Veins of Other is your first exhibition in Dublin for five years, central to which is the sculptural commission Tread. Can you tell me about the background to this – of the grouping of twelve, which is symbolic for you?

Central to “Vein of Others is the sculptural commission Tread. Tread is comprised of twelve different coloured marbles from twelve areas of the world: Green Chinese, Siena Gold, Belgian Black, Portuguese Pink, etc. It follows on from a series of works that I did of feet precariously balanced on top of large blocks of red Damascus Rose marble from Syria. This arrangement of twelve feet appears almost like exposed fossils, with the veins of the marble running through the feet … they seem like evidence of human presence in the landscape over millennia. 

What is the significance of the title Veins of Other?

The title “Veins of Other” comes from a poem by Emily Dickinson. The veins link the feet that are set in marble with each other, even though the stone originates from many areas around the world and the photographs taken of lives lived more recently are seen through a flow of life like bloodlines. 

You are also presenting a new Bloodlines series too which includes personal photographs taken by your father …which reflects your fascination with the sea …

The exhibition also presents a new Bloodlines series. Several years ago I came across sheets of extraordinary handblown glass in a stained-glass suppliers. They sat in my studio for years before I decided how to use them. The red flow of blood-like veins running through the clear glass is exquisite. I decided to set them over black and white photographs taken by my father. There are images of both my father and mother looking through a window and through binoculars … also diptychs of sea and sail rigging, the Fastnet Lighthouse and Daunt Lightship. The images are still visible through that flow of red, adding almost a layer of physicality. It doesn’t matter if you know or don’t know that they are my parents – they are images of people that once existed, caught in time. 

For those who are unaware your artistic journey began at Leicester Polytechnic before enrolling in an MFA in printmaking in San Francisco. Your studio is now in Connemara. Who or what kickstarted your interest in art?

My artistic career began at the Crawford Art College in Cork, where I studied for a year before going to Leicester Polytechnic for an undergraduate BA in three-dimensional design – jewellery – then an MFA in printmaking in California at the San Francisco Art Institute. I travelled a lot before returning to Ireland in 1983, after staying away for nearly ten years. 

I came from a family who considered beauty in nature as well as in the domestic. None of them were artists, but there was always encouragement for whatever interest or passion myself and my siblings had at the time. There was a very strong aesthetic in the house – from the shape of a hammer to a Japanese vase … My mother had a perfect eye and my father treasured good craft.  
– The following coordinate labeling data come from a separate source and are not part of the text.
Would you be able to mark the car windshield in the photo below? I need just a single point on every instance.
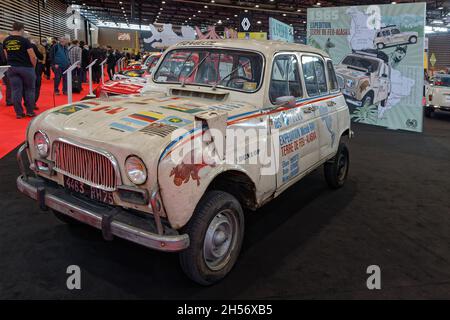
(360, 62)
(232, 69)
(442, 81)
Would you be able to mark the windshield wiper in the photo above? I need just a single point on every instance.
(232, 71)
(195, 68)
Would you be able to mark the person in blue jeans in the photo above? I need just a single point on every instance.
(22, 77)
(59, 56)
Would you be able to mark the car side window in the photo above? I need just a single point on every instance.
(314, 75)
(285, 79)
(332, 80)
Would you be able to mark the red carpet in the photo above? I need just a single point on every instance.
(12, 130)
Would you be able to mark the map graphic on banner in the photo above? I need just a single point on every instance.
(280, 31)
(378, 55)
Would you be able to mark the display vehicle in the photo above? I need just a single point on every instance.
(366, 77)
(437, 94)
(131, 81)
(392, 36)
(153, 169)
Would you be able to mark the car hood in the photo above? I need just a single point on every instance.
(349, 73)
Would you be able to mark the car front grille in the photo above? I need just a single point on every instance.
(90, 167)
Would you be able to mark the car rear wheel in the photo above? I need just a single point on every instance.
(216, 231)
(336, 169)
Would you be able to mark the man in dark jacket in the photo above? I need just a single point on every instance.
(60, 62)
(96, 53)
(5, 79)
(84, 60)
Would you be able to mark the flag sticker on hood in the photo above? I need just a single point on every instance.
(176, 121)
(158, 129)
(68, 110)
(147, 116)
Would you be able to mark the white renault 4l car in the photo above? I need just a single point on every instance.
(174, 168)
(392, 36)
(437, 94)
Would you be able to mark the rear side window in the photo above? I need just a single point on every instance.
(332, 80)
(285, 80)
(314, 74)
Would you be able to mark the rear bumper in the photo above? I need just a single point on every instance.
(118, 222)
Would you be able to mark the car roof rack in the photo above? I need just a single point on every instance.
(373, 53)
(389, 26)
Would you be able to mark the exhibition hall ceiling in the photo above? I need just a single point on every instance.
(225, 13)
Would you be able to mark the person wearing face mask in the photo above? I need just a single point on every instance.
(47, 68)
(22, 59)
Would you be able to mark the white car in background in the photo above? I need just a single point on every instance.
(392, 36)
(437, 94)
(120, 164)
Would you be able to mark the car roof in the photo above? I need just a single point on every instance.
(268, 47)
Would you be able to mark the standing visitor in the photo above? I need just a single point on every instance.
(75, 53)
(60, 62)
(96, 54)
(4, 62)
(22, 59)
(84, 60)
(111, 62)
(47, 47)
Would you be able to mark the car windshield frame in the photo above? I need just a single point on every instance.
(444, 81)
(364, 58)
(212, 50)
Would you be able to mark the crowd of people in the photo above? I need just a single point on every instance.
(31, 58)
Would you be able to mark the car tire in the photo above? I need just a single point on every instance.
(336, 169)
(64, 218)
(367, 99)
(216, 232)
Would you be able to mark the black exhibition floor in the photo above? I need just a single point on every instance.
(311, 242)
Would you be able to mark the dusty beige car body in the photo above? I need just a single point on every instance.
(437, 94)
(392, 36)
(104, 130)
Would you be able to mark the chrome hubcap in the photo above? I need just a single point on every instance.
(220, 240)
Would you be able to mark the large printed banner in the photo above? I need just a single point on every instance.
(280, 31)
(378, 53)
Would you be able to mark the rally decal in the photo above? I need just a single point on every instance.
(147, 116)
(182, 108)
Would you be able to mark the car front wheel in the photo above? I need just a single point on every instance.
(216, 232)
(336, 169)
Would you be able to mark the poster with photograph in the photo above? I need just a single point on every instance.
(378, 54)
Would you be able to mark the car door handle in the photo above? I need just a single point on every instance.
(309, 109)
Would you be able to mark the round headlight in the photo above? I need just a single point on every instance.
(136, 170)
(42, 144)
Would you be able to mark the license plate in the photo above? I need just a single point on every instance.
(88, 191)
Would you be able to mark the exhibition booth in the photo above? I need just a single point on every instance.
(277, 150)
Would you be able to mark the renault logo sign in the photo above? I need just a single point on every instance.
(245, 24)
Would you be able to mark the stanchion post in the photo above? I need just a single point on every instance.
(91, 91)
(102, 65)
(68, 72)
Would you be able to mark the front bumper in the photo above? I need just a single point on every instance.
(118, 222)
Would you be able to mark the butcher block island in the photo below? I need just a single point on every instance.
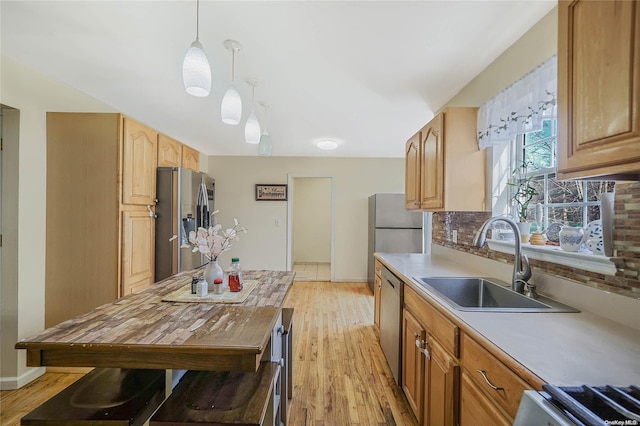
(143, 331)
(234, 352)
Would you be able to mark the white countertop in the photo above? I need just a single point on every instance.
(565, 349)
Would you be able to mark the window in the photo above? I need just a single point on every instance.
(570, 202)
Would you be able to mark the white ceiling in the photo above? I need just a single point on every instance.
(368, 74)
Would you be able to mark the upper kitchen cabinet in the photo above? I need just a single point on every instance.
(599, 89)
(139, 162)
(190, 158)
(412, 173)
(169, 152)
(444, 168)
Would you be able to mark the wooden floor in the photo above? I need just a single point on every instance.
(340, 374)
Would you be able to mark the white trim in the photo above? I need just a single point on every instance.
(553, 254)
(13, 383)
(290, 180)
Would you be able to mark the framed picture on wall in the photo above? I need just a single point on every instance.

I don’t really have a routine – never exactly 9 to 5… I have a beautiful studio in Connemara, designed by my architect friends McCullough Mulvin, where things get moved around and find each other … then new ideas emerge that need to be worked on. It’s hard to say how the work has evolved – the same concerns emerge from time to time – and thankfully new material and thoughts present themselves enough to excite new work. Someone said to me recently perhaps as you  get older it’s more about refinement.
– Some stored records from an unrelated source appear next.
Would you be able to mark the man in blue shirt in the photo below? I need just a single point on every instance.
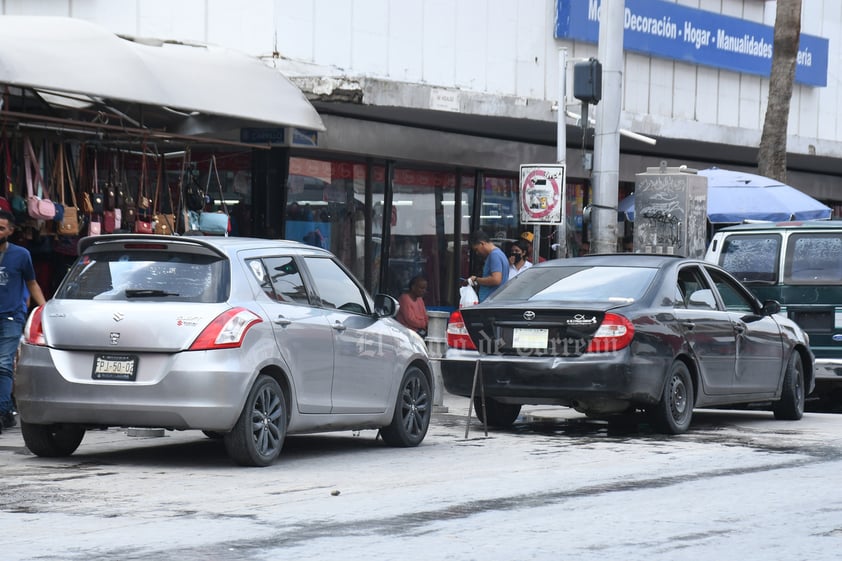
(16, 276)
(495, 272)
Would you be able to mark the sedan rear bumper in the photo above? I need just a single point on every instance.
(588, 382)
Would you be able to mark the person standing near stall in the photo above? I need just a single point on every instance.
(413, 312)
(517, 258)
(17, 275)
(495, 271)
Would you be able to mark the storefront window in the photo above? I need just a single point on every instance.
(422, 224)
(499, 216)
(375, 245)
(325, 202)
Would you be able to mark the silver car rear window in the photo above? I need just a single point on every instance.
(147, 275)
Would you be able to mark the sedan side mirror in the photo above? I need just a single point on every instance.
(385, 306)
(771, 307)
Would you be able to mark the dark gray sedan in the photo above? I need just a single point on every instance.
(247, 340)
(611, 334)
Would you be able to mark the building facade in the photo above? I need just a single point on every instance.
(431, 107)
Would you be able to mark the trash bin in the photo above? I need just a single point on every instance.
(436, 347)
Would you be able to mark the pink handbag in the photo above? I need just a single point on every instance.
(39, 207)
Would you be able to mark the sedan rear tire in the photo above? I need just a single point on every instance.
(496, 414)
(52, 441)
(412, 411)
(258, 435)
(791, 405)
(672, 415)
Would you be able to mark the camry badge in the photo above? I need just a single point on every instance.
(580, 319)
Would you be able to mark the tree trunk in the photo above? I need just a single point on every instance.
(771, 158)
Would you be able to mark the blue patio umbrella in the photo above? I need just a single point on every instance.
(735, 196)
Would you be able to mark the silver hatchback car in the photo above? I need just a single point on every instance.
(245, 339)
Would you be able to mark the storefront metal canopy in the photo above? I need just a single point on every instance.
(71, 56)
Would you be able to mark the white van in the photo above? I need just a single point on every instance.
(799, 264)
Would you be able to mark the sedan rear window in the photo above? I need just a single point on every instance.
(147, 275)
(609, 284)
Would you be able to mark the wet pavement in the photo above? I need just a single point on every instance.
(347, 496)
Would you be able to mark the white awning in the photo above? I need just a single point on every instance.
(75, 56)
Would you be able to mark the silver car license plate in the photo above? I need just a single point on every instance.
(530, 338)
(115, 367)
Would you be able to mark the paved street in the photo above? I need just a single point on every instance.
(740, 485)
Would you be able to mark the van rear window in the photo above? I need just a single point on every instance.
(814, 258)
(752, 258)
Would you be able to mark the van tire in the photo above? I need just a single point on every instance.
(791, 405)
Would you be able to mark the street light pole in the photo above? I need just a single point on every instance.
(607, 131)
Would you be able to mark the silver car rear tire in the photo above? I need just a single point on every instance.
(412, 411)
(52, 441)
(258, 435)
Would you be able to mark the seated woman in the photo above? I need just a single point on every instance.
(413, 312)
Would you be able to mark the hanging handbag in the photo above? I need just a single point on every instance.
(108, 221)
(125, 194)
(97, 200)
(215, 223)
(142, 199)
(69, 223)
(39, 206)
(143, 226)
(163, 222)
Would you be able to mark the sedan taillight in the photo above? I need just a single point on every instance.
(33, 332)
(615, 333)
(457, 333)
(227, 331)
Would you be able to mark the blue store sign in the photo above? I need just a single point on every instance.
(676, 32)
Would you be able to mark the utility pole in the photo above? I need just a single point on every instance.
(561, 148)
(607, 131)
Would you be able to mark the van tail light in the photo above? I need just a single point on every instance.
(227, 331)
(33, 332)
(457, 333)
(615, 333)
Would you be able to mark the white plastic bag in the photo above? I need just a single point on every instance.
(467, 296)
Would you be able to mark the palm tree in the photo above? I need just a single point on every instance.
(771, 157)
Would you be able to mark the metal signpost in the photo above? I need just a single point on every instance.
(543, 192)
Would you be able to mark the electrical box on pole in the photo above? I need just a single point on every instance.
(587, 81)
(670, 211)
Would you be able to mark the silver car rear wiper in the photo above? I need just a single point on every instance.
(148, 292)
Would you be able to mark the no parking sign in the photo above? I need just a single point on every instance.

From time to time, I have collaborated with charities and the Red Rhino Wilderness scarves I designed are still available at Sullivan’s Grocers in Oughterard. It’s great to get involved with such projects. We have also produced a beautiful Egyptian scarf to fund a book I am working on for a project called Kinship/Home, that involves returning an Egyptian mummified man home to Cairo. [Scarves are available on].
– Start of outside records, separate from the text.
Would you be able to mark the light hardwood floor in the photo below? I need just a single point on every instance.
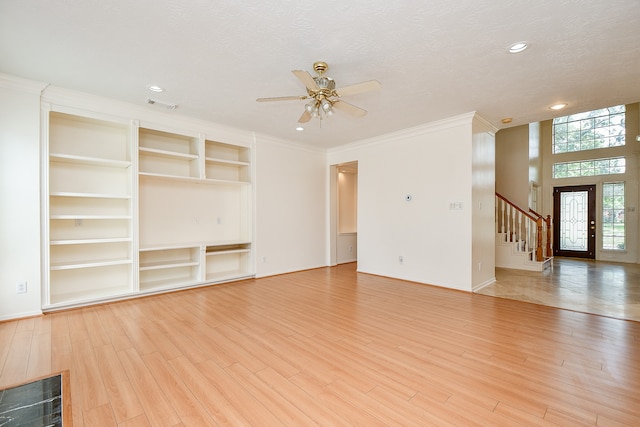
(332, 347)
(596, 287)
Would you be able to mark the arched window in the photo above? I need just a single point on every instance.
(601, 128)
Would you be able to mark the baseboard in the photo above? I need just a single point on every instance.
(479, 287)
(16, 316)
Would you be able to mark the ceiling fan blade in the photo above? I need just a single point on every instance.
(305, 117)
(306, 79)
(282, 98)
(359, 88)
(349, 108)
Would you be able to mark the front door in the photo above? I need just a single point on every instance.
(574, 226)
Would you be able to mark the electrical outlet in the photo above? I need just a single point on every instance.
(21, 287)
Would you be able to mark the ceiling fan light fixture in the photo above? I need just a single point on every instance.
(558, 106)
(155, 88)
(517, 47)
(326, 106)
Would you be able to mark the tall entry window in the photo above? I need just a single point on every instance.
(613, 230)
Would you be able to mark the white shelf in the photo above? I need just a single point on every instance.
(90, 264)
(89, 241)
(167, 154)
(172, 177)
(164, 265)
(84, 160)
(167, 284)
(73, 217)
(226, 252)
(89, 195)
(217, 161)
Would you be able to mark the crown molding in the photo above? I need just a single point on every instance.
(8, 81)
(446, 123)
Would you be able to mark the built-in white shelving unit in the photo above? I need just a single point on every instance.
(90, 236)
(194, 203)
(133, 209)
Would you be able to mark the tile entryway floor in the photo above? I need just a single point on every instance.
(597, 287)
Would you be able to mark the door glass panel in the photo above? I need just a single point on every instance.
(573, 221)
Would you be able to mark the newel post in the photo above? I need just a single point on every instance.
(548, 247)
(539, 256)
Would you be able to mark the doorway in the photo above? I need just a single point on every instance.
(574, 227)
(344, 213)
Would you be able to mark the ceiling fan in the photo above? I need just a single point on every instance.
(323, 95)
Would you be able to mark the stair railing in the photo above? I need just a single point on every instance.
(526, 229)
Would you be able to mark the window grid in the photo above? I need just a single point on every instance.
(613, 230)
(591, 130)
(607, 166)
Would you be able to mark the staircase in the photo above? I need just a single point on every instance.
(523, 238)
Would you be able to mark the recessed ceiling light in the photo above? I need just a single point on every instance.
(559, 106)
(517, 47)
(155, 88)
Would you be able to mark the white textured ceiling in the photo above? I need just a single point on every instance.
(435, 59)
Many of your works are specially commissioned or in collections of friends, like Bryan Meehan. Have you been to see your works in situ at Park Kenmare? Is it ever difficult to let artworks “go”?

It is rarely difficult to let artworks go. In ways my relationship with them has ended once they are finished, and then one hopes they find a new relationship. For example, I am delighted that Bryan Meehan has chosen some of my works for the new hang in the Park Kenmare. I haven’t been to see them yet – but hope to!

Need to Know: Dorothy Cross, Veins of Other is at Kerlin Gallery, Anne’s Lane, Dublin 2, until July 6.